Ljubljana – No air quality monitoring station in Slovenia recorded an excessive presence of PM10 particles in 2020, the Slovenian Environment Agency (ARSO) has said. Measurements of the presence of other air-polluting particles looked favourable as well.
The agency added that the sum of the exceedances of the daily limit value (50 micrograms per cubic metre) for PM10 particles was lower than the permitted annual sum for the first time since monitoring began.
“The improvement in air quality is largely the result of favourable weather conditions, rather than emission reductions or other measures to improve air quality,” ARSO explained.
“Although particulate air pollution in 2020 was lower than in the past, particulate levels still exceeded the air quality limits during adverse weather conditions,” it added.
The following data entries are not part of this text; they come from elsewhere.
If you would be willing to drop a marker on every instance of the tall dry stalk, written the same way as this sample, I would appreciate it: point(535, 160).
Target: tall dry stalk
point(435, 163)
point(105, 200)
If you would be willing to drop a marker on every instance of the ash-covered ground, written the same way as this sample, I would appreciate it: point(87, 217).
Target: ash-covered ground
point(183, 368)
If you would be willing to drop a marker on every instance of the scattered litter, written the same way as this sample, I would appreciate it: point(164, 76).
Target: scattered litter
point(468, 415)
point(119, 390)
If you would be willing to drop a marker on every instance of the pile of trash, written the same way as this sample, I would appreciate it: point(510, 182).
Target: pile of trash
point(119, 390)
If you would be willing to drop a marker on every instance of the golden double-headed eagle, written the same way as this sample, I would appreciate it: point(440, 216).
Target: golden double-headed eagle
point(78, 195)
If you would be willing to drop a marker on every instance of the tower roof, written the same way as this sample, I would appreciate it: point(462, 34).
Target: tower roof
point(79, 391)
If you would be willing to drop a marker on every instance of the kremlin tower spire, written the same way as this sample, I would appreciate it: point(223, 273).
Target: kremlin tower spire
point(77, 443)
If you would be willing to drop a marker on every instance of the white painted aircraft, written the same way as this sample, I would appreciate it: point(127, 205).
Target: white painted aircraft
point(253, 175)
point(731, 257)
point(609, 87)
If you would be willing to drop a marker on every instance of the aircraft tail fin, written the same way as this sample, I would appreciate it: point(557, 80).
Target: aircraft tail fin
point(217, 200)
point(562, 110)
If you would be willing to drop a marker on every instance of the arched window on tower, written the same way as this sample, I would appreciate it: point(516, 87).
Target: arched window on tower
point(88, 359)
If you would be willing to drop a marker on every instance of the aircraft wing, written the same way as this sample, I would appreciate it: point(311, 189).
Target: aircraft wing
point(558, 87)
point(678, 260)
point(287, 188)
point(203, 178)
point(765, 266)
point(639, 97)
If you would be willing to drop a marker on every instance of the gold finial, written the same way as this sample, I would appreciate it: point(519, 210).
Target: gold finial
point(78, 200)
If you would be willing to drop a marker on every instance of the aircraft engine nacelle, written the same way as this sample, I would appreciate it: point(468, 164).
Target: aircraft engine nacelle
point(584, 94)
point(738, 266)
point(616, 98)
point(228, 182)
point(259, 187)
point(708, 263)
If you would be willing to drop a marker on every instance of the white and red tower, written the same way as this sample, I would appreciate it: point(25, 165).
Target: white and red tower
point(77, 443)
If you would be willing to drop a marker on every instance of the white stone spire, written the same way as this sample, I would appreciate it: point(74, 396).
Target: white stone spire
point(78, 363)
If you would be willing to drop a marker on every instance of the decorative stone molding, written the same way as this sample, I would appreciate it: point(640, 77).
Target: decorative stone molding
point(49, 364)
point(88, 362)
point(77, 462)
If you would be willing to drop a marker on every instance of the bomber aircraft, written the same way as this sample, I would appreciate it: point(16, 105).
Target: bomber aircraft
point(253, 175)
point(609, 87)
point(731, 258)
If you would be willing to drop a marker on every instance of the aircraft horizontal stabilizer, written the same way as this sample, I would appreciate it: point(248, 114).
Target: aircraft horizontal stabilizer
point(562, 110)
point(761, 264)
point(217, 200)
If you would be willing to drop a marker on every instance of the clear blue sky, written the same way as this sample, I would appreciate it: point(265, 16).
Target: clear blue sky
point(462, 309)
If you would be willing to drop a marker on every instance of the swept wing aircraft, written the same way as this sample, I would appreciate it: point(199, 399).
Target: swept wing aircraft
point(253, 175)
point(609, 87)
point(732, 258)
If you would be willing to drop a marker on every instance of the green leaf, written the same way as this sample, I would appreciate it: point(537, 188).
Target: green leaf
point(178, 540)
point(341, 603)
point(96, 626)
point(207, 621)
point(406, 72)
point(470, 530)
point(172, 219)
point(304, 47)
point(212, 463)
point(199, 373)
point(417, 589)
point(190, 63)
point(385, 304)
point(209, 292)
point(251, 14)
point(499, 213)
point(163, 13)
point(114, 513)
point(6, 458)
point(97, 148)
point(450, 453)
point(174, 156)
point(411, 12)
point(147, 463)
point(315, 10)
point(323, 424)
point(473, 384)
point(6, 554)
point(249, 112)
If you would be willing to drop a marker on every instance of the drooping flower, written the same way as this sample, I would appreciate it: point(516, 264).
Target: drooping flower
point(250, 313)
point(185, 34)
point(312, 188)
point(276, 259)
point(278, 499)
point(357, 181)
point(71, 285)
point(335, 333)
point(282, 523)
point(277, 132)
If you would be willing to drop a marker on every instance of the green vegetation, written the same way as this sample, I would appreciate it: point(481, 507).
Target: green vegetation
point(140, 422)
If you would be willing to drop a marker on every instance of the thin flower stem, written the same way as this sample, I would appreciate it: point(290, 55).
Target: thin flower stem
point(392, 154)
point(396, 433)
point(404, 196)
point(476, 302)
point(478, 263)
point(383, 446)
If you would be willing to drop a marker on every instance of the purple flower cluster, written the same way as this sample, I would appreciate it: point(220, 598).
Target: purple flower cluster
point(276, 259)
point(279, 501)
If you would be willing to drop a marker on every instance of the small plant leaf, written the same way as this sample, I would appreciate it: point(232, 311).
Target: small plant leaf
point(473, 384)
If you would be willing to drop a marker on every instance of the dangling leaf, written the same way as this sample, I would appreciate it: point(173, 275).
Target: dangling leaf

As regards such conditions, ARSO highlighted the passing of Saharan desert dust over Slovenia in March, which heavily polluted the air with particulates for a few days. The highest daily level of PM10, 195 micrograms per cubic metre, was recorded on 27 March in Zagorje, east of Ljubljana.
Despite the stricter regulations in force for PM2.5 particles since last year, the annual limit value for PM2.5 was not exceeded at any of the five monitoring sites where ARSO carries out measurements.
Annual levels of nickel, arsenic, cadmium and lead did not exceed levels permitted by air quality requirements at any of the monitoring sites last year.
The limit values and the critical levels for nitrogen dioxides were not exceeded in 2020 either. The Environment Ministry explained that the lower levels were mainly due to movement restrictions and a reduction in road traffic due to the epidemic.
Sulphur dioxide levels have also been below the limit values at all monitoring points in Slovenia for several years, and last year was no different. Carbon monoxide levels were below the limit value as well.